Malaysia’s trade balance during the month of June posted an unexpected surplus on an annual basis, contrasting to what markets had earlier anticipated, following higher shipments of manufactured goods, which included electronics and electrical, timber and refined-petroleum products.
Malaysia's exports posted surprise growth in June, rebounding 3.4 percent from a year earlier, contrasting with the 4.2 percent decline forecasted in a Reuters poll of analysts, data released by the Department of Statistics showed Friday.
June's trade surplus was 5.5 billion ringgit (USD1.36 billion), up from 3.3 billion ringgit in May. Exports to the United States rose 22 percent, the highest annual growth recorded this year, driven by higher demand for electrical and electronic products, as well as optical and scientific equipment.
Further, annual exports of manufactured goods grew 6.7 percent, despite lower shipments of palm oil and liquefied natural gas, data released by the Ministry of International Trade and Industry showed Friday. Malaysia's imports in June grew 8.3 percent from a year earlier, up from the previous month's 3.1 percent rise.

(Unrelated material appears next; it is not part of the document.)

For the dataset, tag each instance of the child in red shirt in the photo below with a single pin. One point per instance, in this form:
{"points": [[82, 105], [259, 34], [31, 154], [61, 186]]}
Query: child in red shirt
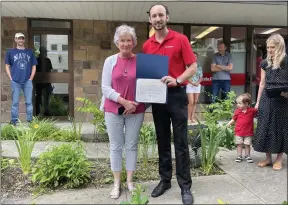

Exports to the European Union grew 4.1 percent from a year earlier, but those to China fell 20.3 percent, due to lower exports of commodities and manufactured goods. In the first half of 2016, exports grew 1.2 percent while imports rose 1.4 percent from the same period last year. Meanwhile, a trade surplus of 41.8 billion ringgit was recorded, compared with 41.7 billion ringgit during the first half of 2015.